Dead Load Completely Counteracts Overturning

Full Uniform Dead Load

Consider the case of a full uniform dead load q across the top of the wall, with shear force F, and define q' = 2Fh/L² < q as the amount of dead load needed to completely counteract overturning. Assume the remaining load (q-q’) is passed straight through as the reaction at the base of the wall. Define O = Fh/L as the overturning force, where L is the shearwall length (for simplicity we will neglect the hold-down offset). The free body diagram is shown below:

The arrow at the center represents the sum of the forces at the top and bottom, at the centroid of those forces.

To check static equilibrium, sum moments about the bottom left corner:

                M =   Fh + q'L* L/2  - q'L * L

                    =      q'L²/2 + q'L²/2 -  q’L²

                    =      0

About the bottom right:

                M =   Fh -  q’L*L/2

                    =   q’L²/2 – q’L^2/2

                    =    0

Note that the compressive reaction at the end is twice the overturning force Fh/L, so the amount of dead load concentrated at that end equals the overturning force.

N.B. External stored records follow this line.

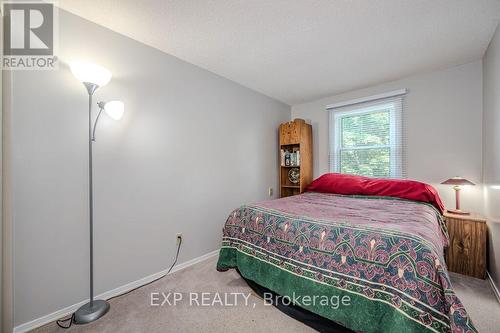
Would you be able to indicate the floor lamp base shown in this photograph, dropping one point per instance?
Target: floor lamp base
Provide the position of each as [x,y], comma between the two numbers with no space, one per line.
[87,314]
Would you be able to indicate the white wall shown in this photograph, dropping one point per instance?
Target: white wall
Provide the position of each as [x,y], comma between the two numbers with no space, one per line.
[491,151]
[443,126]
[191,147]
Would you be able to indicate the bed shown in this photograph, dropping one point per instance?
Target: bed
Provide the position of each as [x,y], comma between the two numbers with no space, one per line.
[385,253]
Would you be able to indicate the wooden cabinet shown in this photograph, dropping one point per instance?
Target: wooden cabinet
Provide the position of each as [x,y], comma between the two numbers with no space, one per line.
[466,253]
[295,136]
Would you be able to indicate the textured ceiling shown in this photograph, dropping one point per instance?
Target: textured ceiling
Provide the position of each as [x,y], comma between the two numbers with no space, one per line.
[299,50]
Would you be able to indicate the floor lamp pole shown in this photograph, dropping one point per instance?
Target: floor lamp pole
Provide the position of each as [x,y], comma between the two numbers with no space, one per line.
[94,309]
[91,203]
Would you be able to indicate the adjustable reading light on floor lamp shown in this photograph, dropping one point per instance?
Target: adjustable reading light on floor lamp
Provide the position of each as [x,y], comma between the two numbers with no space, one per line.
[93,77]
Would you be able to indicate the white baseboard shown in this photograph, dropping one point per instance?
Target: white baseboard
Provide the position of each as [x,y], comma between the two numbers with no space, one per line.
[494,287]
[108,294]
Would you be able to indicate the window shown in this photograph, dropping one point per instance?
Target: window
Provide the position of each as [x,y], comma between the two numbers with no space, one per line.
[366,138]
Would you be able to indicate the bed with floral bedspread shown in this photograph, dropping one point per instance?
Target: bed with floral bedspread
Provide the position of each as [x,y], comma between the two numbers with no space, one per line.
[386,254]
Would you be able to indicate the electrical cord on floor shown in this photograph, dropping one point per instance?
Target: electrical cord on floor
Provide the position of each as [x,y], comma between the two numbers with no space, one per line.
[63,323]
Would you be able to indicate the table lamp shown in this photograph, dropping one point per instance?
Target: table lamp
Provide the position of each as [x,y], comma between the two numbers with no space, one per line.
[457,182]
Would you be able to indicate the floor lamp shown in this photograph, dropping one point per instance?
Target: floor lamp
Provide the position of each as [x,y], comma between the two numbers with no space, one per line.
[94,76]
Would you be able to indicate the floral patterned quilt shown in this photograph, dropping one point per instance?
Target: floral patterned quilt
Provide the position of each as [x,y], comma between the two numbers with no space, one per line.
[385,254]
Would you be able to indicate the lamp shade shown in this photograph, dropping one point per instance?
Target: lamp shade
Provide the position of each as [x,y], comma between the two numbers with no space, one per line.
[90,73]
[457,180]
[115,109]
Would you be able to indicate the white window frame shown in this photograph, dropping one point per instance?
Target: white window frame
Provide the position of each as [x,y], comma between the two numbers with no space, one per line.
[395,107]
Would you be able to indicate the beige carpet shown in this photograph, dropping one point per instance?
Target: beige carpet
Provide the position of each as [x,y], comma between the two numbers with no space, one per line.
[133,312]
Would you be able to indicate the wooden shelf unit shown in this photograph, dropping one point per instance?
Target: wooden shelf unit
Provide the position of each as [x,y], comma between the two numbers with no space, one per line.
[297,135]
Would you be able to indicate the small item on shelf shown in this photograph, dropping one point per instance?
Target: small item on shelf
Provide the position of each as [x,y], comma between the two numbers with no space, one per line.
[294,175]
[287,158]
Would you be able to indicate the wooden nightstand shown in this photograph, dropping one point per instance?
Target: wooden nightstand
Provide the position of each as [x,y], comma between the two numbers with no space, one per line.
[468,243]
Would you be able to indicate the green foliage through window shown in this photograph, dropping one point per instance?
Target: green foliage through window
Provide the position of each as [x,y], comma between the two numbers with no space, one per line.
[365,144]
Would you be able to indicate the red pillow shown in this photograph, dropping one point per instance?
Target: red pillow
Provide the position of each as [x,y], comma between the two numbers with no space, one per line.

Partial Dead Load at Segment Ends

Consider the case that you have used the Dead or Wind Uplift Load Concentrated at End Chords setting to restrict the amount of dead load used to counteract overturning, but it still completely counteracts overturning.

Define

D’ =    q₁ (l₁   -  l₁² /2L) +  q₂ l₂² /2L     

as the dead force at the tension end if all the dead load was used to counteract overturning. Refer to Dead Load Does Not Completely Counteract Overturning for definitions of these symbols and a derivation.

Define q₁’ and q₂’ such that q’ =  q * O / D' , where O = Fh/L.

The free body of the wall segment is shown below:

The force as the compression end is still twice the overturning force Fh/L.